Our food choices can have major consequences: What we eat contributes about a third of all greenhouse gas (GHG) emissions globally, when accounting for agriculture and land use, supply chain, and our dietary habits. Given food’s huge impact on climate change, it’s important that dietary patterns become more sustainable. This begins with identifying the food choices that are environmentally friendly, which is exactly what the study sought to find out.
“Given that many people are experimenting with different diets, it’s helpful to have a sense of the differences in their impacts,” says Diego Rose, study author and director of nutrition at Tulane University. “What individuals choose to eat sends signals to producers about what to produce, so individual behaviors can affect what gets produced and thus the impacts from our overall food production.”
Going vegan benefits the environment
The new research assessed the carbon footprint and quality of six popular diets, namely: vegan, vegetarian, pescatarian, Paleolithic, ketogenic, and omnivore (which, basically, is the diet of everyone else). Vegans, as defined by the study, ate very little meat and dairy: less than 0.5 ounces of the former and less than 0.25 cups of the latter each day.

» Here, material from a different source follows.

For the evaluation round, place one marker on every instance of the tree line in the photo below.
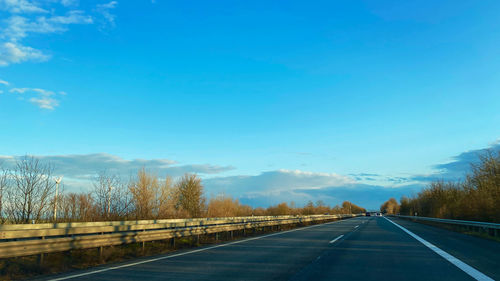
(477, 197)
(29, 193)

Meanwhile, vegetarians ate less than 0.5 ounces of meat, poultry, and seafood combined; a pescatarian diet was similar to a vegetarian one, but included seafood.
[Related: How to eat sustainably without sacrificing your favorite foods.]
Those who consumed meat but ate less than 0.5 ounces of grains and legumes per day, and less than 0.25 cups of dairy, followed the Paleo diet. People who have a keto diet eat less than 50 grams of net carbohydrates. The authors allowed minimal amounts of…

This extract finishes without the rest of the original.